In 2025, she co-created, directed, and starred in the vertical series Not That Deep, and is currently developing further series-led digital work, with the aim of moving fluidly between digital, film, and TV.
Pip Swallow
Pip Swallow is a writer/director whose directorial debut comedy-horror short Day of the 20,000 Gammon, has screened at Exit 6, RIFF, ScreamFest and Underwire Film Festival, where it was nominated for Best Composer.
Her BFI-developed and funded short Dream Big has screened at UK and international festivals, including Oscar and BAFTA-accredited Flickerfest and Norwich Film Festival. The film also won Best International Short at the Broad Humour Film Festival.
Samona Olanipekun
Samona grew up in Coventry, West Midlands. Samona works in between commercials and narrative long-form storytelling.
He is a self-taught filmmaker, and his tastes match his non-conventional route into the industry. Samona’s first short film was Kindred, 2017 - an experimental film looking at themes of globalisation and the migrant crisis. Samona’s most recent narrative short film is 2023’s “i and i”, a portrayal of male identity starring Jonathan Ajayi and Samuel Adewunmi. The film screened at a number of festivals around the UK and went on to win Best Director at Soul Fest 2024. Samona’s style combines rigorous planning with free-flowing intuition. By consciously creating a safe space, Samona empowers his collaborators to trust in the story and take risks both in front of and behind the camera. Currently, Samona is developing a feature film with Film4 along with a few other projects at earlier stages of development.
Susie Jones
Susie is an award-winning writer-director, selected for BAFTA Connect and a member of Cinesisters Female Directors.

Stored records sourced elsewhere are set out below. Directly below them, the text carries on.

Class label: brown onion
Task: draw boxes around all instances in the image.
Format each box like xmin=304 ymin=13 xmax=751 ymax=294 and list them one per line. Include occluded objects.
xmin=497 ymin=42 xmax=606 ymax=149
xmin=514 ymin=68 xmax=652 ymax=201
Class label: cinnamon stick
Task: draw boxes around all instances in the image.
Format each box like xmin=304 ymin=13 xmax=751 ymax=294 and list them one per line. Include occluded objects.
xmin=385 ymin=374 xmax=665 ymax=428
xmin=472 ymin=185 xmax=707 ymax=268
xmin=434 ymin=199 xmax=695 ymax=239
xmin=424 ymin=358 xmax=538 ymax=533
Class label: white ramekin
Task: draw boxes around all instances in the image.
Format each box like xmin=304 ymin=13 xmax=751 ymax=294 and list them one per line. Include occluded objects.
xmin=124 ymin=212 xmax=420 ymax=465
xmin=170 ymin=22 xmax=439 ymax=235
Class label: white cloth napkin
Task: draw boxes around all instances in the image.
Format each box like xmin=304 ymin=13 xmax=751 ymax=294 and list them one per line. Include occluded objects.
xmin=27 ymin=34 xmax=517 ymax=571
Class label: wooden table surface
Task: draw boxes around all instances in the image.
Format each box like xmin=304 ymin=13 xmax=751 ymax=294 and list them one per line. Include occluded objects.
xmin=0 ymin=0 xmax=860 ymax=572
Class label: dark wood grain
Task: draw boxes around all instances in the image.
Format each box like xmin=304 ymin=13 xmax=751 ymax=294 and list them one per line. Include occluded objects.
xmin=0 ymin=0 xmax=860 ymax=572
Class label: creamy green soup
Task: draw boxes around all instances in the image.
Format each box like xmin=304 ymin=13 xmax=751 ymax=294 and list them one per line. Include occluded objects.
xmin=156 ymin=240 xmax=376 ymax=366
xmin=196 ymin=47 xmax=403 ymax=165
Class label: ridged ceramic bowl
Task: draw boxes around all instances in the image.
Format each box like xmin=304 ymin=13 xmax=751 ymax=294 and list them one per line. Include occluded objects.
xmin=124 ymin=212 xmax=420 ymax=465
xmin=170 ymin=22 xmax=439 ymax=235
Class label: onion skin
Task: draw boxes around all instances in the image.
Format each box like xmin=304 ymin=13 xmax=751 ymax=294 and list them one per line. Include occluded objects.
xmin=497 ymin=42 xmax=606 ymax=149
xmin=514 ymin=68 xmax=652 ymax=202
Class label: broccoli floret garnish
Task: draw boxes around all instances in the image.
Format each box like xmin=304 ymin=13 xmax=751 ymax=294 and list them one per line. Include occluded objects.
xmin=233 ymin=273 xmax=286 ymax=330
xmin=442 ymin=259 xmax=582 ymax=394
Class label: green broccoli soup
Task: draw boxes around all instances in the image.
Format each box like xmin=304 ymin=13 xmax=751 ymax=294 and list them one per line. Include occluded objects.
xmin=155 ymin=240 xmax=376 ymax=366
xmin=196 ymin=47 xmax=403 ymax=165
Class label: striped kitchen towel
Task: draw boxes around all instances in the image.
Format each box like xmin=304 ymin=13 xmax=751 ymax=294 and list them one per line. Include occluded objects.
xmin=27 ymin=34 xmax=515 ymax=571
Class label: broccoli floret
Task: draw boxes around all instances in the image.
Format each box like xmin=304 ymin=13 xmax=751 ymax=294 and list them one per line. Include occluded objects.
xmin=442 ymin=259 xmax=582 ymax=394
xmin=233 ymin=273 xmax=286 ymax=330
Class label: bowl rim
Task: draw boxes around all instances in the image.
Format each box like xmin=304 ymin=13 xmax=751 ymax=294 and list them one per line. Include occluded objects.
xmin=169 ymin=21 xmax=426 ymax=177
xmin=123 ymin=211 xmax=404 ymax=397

Her short NEW MARS (2019) was made on a shoestring budget, winning several awards and was nominated by BAFTA-qualifying film festival Underwire. NEW MARS was acquired by DUST sci-fi channel and had 100,000 views in just the first week of release. BIRD LADY (2020), also made on a micro-budget, starring Eileen Davies (End of the F***ing World), had a successful global film festival run, picking up several awards, including Best Short Film at Dickens Horror Film Festival, Colorado and is now available to watch on Amazon Prime (U.S). Her BFI NETWORK-backed short THE RISING OF THE SAP (2024) starred BAFTA and BIFA-winning actress Joanna Scanlan, Darci Shaw, Brian McCardie and Nicola Harrison. It had its World Premiere at Seattle International Festival in May 2024 and went on to win multiple awards, nominations and film festival selections. Susie is currently developing two genre feature films.
Taylor Simpson
Taylor Simpson is a writer and director from Lincolnshire. As a mixed-race (White-Caribbean) creative from a working-class background, his heritage and upbringing are central to his storytelling.
Taylor recently completed his biggest project to date, a short film titled Clause and Effect, starring Richard Blackwood (known for Anuvahood and EastEnders). The film follows a mixed-race West Indian family struggling to come to terms with the recent death of their father and the legacy he left behind.
Will Dennies
Will Dennies is a director working across commercials and narrative film.
His commercial work is rooted in strong visual storytelling and emotion-led ideas, while his narrative projects look at exploring morally grey, compromised characters searching for redemption - usually via ill-advised shortcuts. Will is drawn to tense, atmospheric stories that balance style with character, and to worlds where good intentions rarely lead to clean outcomes. His most recent short film “Fuse” premiered at the iconic FrightFest and screened at many other genre festivals all around the world. He’s currently deep in post-production on his follow-up short film “Gaffer” - about a tyrannical Sunday league football coach and his toxic relationships with those around him.